Hims & Hers Super Bowl ad for compounded semaglutide ignites debate over IP, patient safety, and the GLP-1 gray market
Feb 11, 2025
Key Points
- Hims & Hers' Super Bowl ad for compounded semaglutide drew bipartisan Senate criticism and PhRMA backlash for omitting safety disclosures while positioning the drug as an affordable alternative to Novo Nordisk's Wegovy and Ozempic.
- Compounded semaglutide operates in a regulatory gray zone where minimal barriers to entry and minimal quality controls create patient safety risks that branded alternatives avoid.
- Hims is racing to acquire customers before FDA supply shortages end, betting that telemedicine convenience will retain users even after compounding stops and margins compress on branded versions.
Summary
Hims & Hers aired a Super Bowl ad positioning its compounded version of semaglutide as an affordable alternative to Novo Nordisk's branded Wegovy and Ozempic, painting the weight loss drug market as rigged by a greedy healthcare system. The commercial, which featured Childish Gambino's "This Is America," prompted immediate backlash from pharma lobbying group PhRMA and a bipartisan Senate letter from Dick Durbin and Roger Marshall criticizing the ad as deceptive for failing to disclose safety risks and side effects.
The core tension centers on IP and patient safety. TJ Parker, the co-founder of PillPack (acquired by Amazon for $1 billion), pushed back hard on the strategy, arguing that Hims is "shamelessly stealing IP" while selling compounded semaglutide at roughly the same net price as the original branded drug—undercutting the Robin Hood narrative. His broader concern is compounding quality. Unlike FDA-regulated pharmaceutical manufacturing, compounding pharmacies operate with minimal barriers. A single license can cost less than $1 million to acquire, and a small operation—essentially one room with a licensed operator—can manufacture and ship injectables directly to consumers. Parker's worry that patient harm stems from this gray-market production reflects a legitimate problem: compounded peptides lack the rigorous testing and quality controls of brand-name drugs.

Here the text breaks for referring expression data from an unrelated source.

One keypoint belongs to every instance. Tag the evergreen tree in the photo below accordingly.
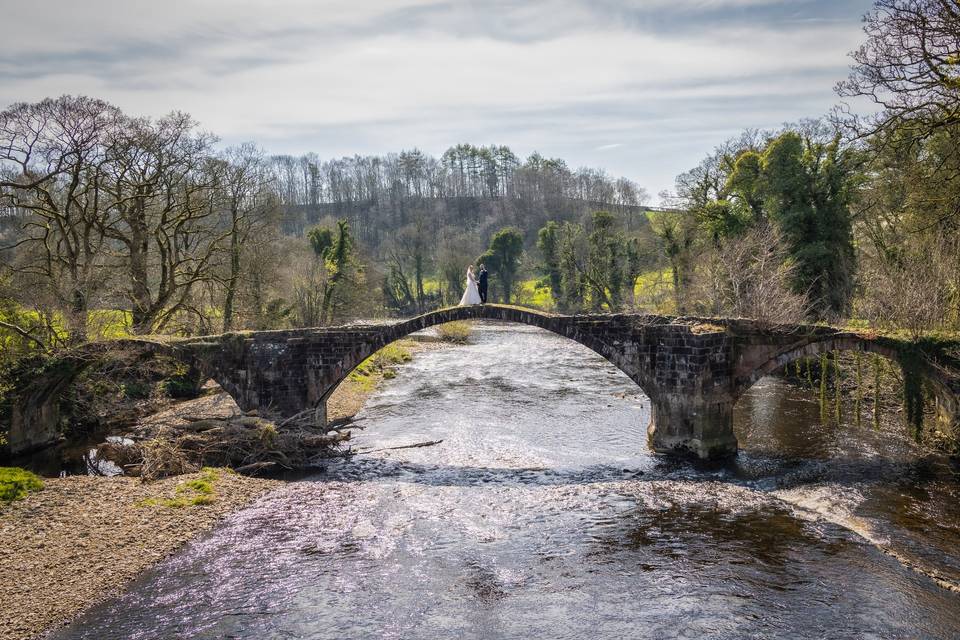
(502, 259)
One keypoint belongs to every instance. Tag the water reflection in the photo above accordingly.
(543, 514)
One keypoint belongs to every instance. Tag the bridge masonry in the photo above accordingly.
(692, 369)
(684, 368)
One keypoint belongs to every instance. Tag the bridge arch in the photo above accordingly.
(578, 331)
(944, 390)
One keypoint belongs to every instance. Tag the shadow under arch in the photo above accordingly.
(942, 386)
(578, 332)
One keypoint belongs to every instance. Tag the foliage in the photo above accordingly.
(502, 259)
(677, 232)
(16, 483)
(457, 332)
(380, 363)
(194, 492)
(548, 244)
(805, 186)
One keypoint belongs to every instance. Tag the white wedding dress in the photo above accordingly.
(472, 294)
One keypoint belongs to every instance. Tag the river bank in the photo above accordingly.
(81, 539)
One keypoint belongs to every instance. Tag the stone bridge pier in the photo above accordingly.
(685, 368)
(693, 369)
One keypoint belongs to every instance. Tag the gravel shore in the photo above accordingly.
(82, 538)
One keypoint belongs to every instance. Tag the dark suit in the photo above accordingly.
(482, 283)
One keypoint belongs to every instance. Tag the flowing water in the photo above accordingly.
(542, 514)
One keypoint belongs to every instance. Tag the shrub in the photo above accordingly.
(16, 483)
(457, 332)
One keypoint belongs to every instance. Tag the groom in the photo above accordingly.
(482, 282)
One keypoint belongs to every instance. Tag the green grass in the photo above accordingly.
(456, 332)
(16, 483)
(381, 364)
(106, 324)
(535, 293)
(189, 493)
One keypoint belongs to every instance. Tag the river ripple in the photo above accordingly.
(543, 514)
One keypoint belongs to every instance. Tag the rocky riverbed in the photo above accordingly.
(81, 539)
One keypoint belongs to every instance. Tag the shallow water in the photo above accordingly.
(543, 514)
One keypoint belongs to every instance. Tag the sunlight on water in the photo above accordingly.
(543, 514)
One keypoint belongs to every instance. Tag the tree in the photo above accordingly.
(909, 67)
(502, 259)
(246, 190)
(806, 187)
(52, 159)
(677, 232)
(548, 242)
(161, 216)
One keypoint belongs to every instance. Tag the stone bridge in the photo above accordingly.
(693, 369)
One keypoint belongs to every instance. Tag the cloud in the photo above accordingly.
(643, 88)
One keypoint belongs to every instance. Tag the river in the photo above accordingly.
(542, 514)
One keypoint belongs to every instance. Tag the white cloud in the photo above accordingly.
(337, 77)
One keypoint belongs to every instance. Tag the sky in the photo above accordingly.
(641, 88)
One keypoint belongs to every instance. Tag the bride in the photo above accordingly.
(472, 294)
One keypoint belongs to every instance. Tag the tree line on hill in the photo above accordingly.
(110, 218)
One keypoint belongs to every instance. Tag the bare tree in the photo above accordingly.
(748, 276)
(52, 164)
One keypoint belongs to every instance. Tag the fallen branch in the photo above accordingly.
(428, 443)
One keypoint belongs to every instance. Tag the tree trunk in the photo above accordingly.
(234, 275)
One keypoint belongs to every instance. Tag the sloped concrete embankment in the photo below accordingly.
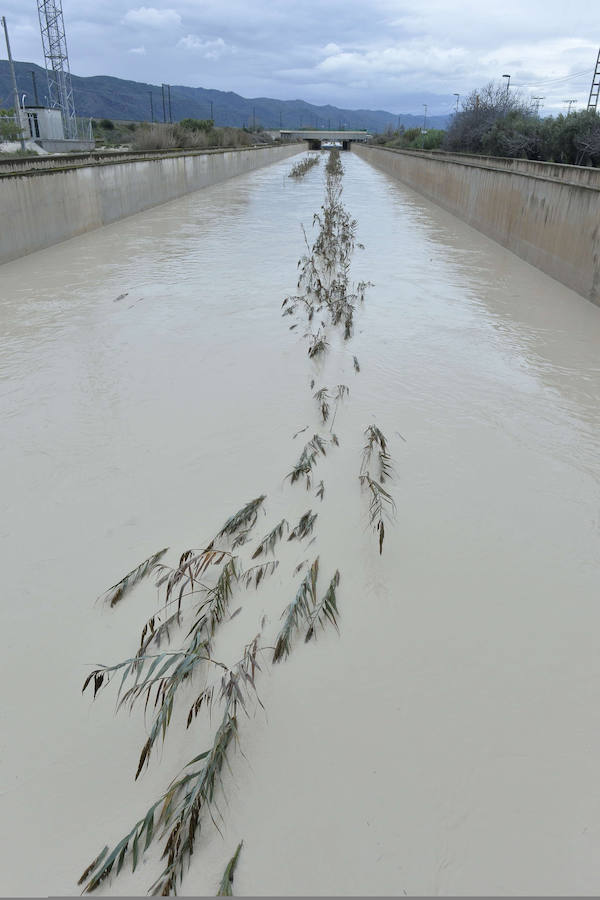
(41, 208)
(548, 215)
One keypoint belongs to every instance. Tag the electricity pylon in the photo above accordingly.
(54, 42)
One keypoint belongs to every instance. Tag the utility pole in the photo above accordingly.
(35, 96)
(15, 88)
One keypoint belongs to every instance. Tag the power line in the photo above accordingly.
(563, 79)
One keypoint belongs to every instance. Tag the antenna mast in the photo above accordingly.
(54, 42)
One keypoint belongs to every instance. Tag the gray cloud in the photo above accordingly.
(375, 54)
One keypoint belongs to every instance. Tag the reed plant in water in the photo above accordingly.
(198, 590)
(300, 168)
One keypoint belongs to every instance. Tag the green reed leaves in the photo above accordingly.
(116, 593)
(226, 883)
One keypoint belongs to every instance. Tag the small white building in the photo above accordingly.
(43, 123)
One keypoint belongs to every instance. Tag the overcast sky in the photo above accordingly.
(375, 54)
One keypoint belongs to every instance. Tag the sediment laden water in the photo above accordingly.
(149, 384)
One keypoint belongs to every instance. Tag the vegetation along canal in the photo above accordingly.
(386, 493)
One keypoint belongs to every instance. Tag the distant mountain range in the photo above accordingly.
(102, 96)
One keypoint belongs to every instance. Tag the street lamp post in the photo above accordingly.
(18, 121)
(537, 100)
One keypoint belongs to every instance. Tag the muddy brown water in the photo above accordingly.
(448, 740)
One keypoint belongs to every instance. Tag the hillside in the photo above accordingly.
(103, 96)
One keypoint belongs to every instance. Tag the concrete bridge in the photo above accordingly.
(318, 137)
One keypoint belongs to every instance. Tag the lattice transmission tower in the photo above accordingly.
(54, 42)
(595, 88)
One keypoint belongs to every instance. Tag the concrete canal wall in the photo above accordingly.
(547, 214)
(44, 207)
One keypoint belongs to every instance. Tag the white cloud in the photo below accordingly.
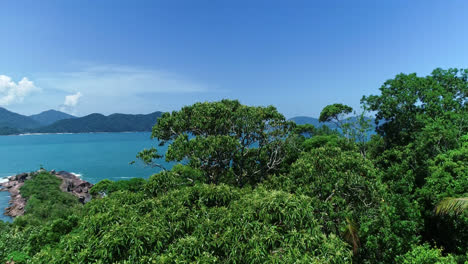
(115, 88)
(115, 80)
(11, 92)
(72, 100)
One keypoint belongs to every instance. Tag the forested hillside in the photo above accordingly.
(257, 188)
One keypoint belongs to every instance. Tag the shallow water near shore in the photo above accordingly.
(93, 156)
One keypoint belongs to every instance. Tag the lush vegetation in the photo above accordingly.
(253, 187)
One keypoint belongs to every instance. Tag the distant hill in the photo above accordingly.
(51, 116)
(16, 121)
(102, 123)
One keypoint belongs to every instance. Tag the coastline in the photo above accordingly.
(73, 133)
(71, 183)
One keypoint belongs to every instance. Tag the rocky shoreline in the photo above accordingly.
(70, 183)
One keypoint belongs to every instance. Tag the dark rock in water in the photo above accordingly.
(21, 177)
(74, 185)
(70, 183)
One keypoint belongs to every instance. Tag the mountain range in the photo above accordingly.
(53, 121)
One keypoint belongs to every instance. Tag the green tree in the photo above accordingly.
(229, 141)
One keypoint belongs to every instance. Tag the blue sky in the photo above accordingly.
(144, 56)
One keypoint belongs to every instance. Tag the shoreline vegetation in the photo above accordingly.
(255, 187)
(69, 182)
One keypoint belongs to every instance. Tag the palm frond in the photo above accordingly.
(451, 205)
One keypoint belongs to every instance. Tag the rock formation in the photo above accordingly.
(70, 183)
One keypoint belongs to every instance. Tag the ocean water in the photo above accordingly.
(93, 156)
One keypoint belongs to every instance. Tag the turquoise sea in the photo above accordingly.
(93, 156)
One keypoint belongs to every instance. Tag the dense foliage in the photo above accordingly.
(252, 187)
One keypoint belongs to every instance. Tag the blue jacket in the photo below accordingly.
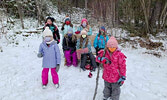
(80, 28)
(83, 45)
(100, 42)
(66, 28)
(51, 55)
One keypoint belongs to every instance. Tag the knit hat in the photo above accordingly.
(84, 32)
(103, 28)
(67, 19)
(112, 43)
(84, 19)
(70, 30)
(51, 18)
(47, 32)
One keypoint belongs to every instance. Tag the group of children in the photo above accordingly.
(79, 49)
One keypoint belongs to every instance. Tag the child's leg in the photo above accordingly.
(115, 91)
(83, 60)
(107, 90)
(45, 76)
(74, 59)
(68, 57)
(55, 77)
(92, 58)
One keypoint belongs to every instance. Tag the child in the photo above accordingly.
(100, 40)
(49, 23)
(69, 48)
(84, 25)
(114, 72)
(84, 47)
(66, 26)
(49, 50)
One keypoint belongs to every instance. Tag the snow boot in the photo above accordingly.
(44, 86)
(57, 85)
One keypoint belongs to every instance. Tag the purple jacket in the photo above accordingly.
(51, 55)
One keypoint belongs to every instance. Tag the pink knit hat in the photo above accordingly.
(112, 43)
(84, 32)
(84, 19)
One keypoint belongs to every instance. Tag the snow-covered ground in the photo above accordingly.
(20, 76)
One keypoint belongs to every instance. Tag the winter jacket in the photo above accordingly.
(80, 28)
(116, 69)
(55, 31)
(68, 44)
(83, 44)
(51, 54)
(66, 28)
(100, 41)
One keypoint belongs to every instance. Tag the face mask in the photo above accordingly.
(83, 36)
(47, 39)
(112, 49)
(84, 24)
(67, 22)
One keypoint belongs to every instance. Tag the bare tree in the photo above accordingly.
(20, 11)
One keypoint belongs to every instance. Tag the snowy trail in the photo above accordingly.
(20, 76)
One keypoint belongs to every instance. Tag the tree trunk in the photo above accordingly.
(19, 7)
(38, 7)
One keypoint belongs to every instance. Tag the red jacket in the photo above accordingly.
(112, 72)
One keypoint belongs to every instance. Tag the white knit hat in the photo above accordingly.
(47, 32)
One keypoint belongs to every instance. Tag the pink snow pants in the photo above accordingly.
(54, 74)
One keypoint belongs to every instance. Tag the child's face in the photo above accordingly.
(48, 38)
(49, 22)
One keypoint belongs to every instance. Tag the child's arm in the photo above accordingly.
(58, 56)
(41, 53)
(65, 45)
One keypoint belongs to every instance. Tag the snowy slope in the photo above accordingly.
(20, 76)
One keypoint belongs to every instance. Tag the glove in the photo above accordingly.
(57, 67)
(39, 55)
(121, 80)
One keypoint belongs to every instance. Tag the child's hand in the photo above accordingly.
(39, 55)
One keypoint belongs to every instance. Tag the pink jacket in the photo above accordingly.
(112, 72)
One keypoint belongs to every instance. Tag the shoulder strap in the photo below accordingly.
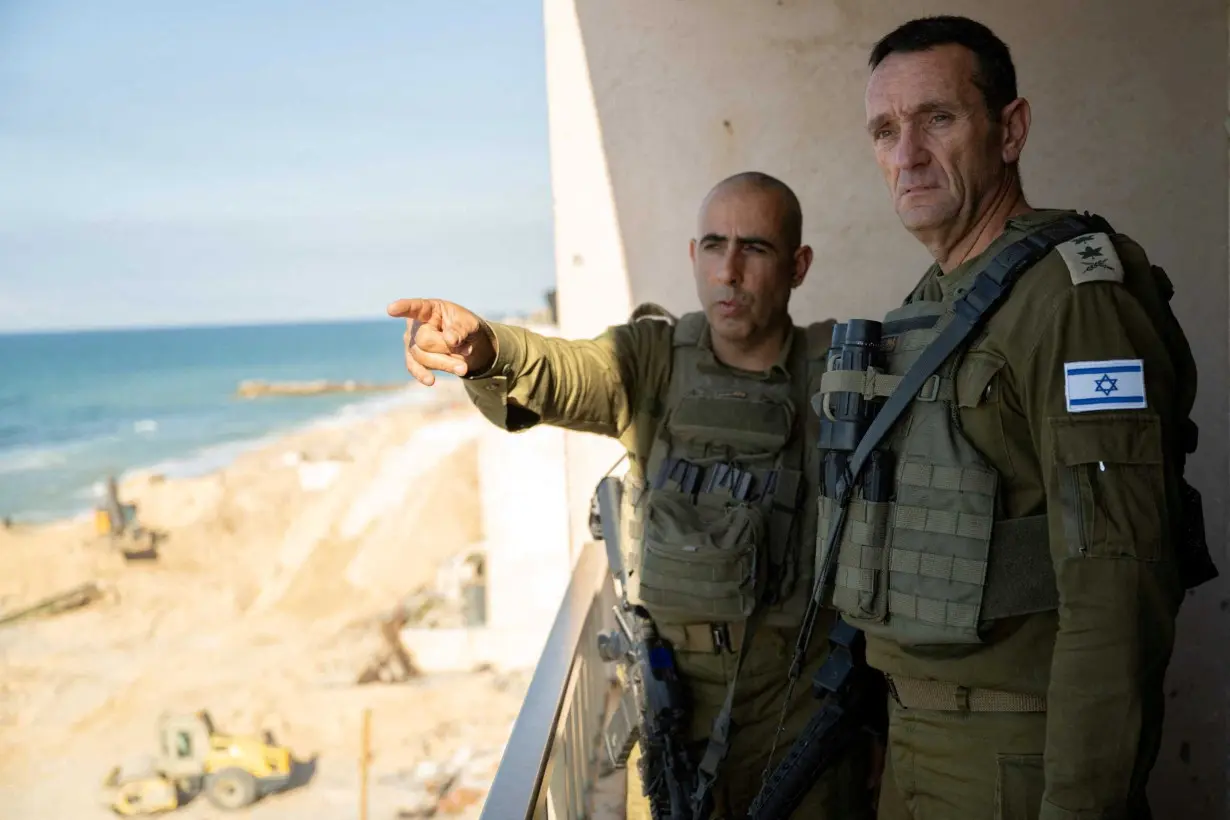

Hims' ability to compound semaglutide hinges on an FDA shortage designation that remains active for Novo's Ozempic and Wegovy. Federal regulations permit compounding when a drug is in short supply and deemed critical. The FDA recently declared the shortage of Eli Lilly's Zepbound over, ending legal compounding for that competitor. Novo remains on the shortage list, which is precisely what Novo wants to escape—ending the shortage would choke off Hims' compounding advantage and force the telehealth company into white-label reselling of the branded drug at lower margins.
The calculus appears to be that the revenue from rapid customer acquisition and high margins on compounded versions outweighs regulatory risk. Hims' stock has performed well, and the company seems comfortable absorbing potential future fines as a cost of market dominance. The telehealth model itself—avoiding the friction of in-person visits for sensitive conditions like obesity, erectile dysfunction, and hair loss—has proven durable. Conversion rates are likely higher than traditional pharma channels, which could sustain customer loyalty even after compounding eventually ends and Hims transitions to selling branded drugs at lower margins.
The longer game is about building a defensible customer base before supply constraints ease. Once Novo increases production enough to end the shortage, compounding will be legally curtailed. But by then, Hims will have acquired millions of customers who may stick around for the convenience of telemedicine, even if they're paying more for the branded version. The ad's timing—released early to front-run competitors—suggests Hims is racing to capture market share while the window remains open.
There is a plausible bull case: telemedicine for primary care and prescription refills could consolidate into one platform, and if Hims becomes that platform, the TAM could justify valuations in the hundreds of billions. But that outcome depends on staying out of serious regulatory trouble and on winning customer loyalty despite operating in a patent-ambiguous gray market. The company is betting that customer outcomes—people losing significant weight—will matter more than the method of manufacture. Whether that confidence is justified will become clear once outcome data accumulates and supply constraints resolve.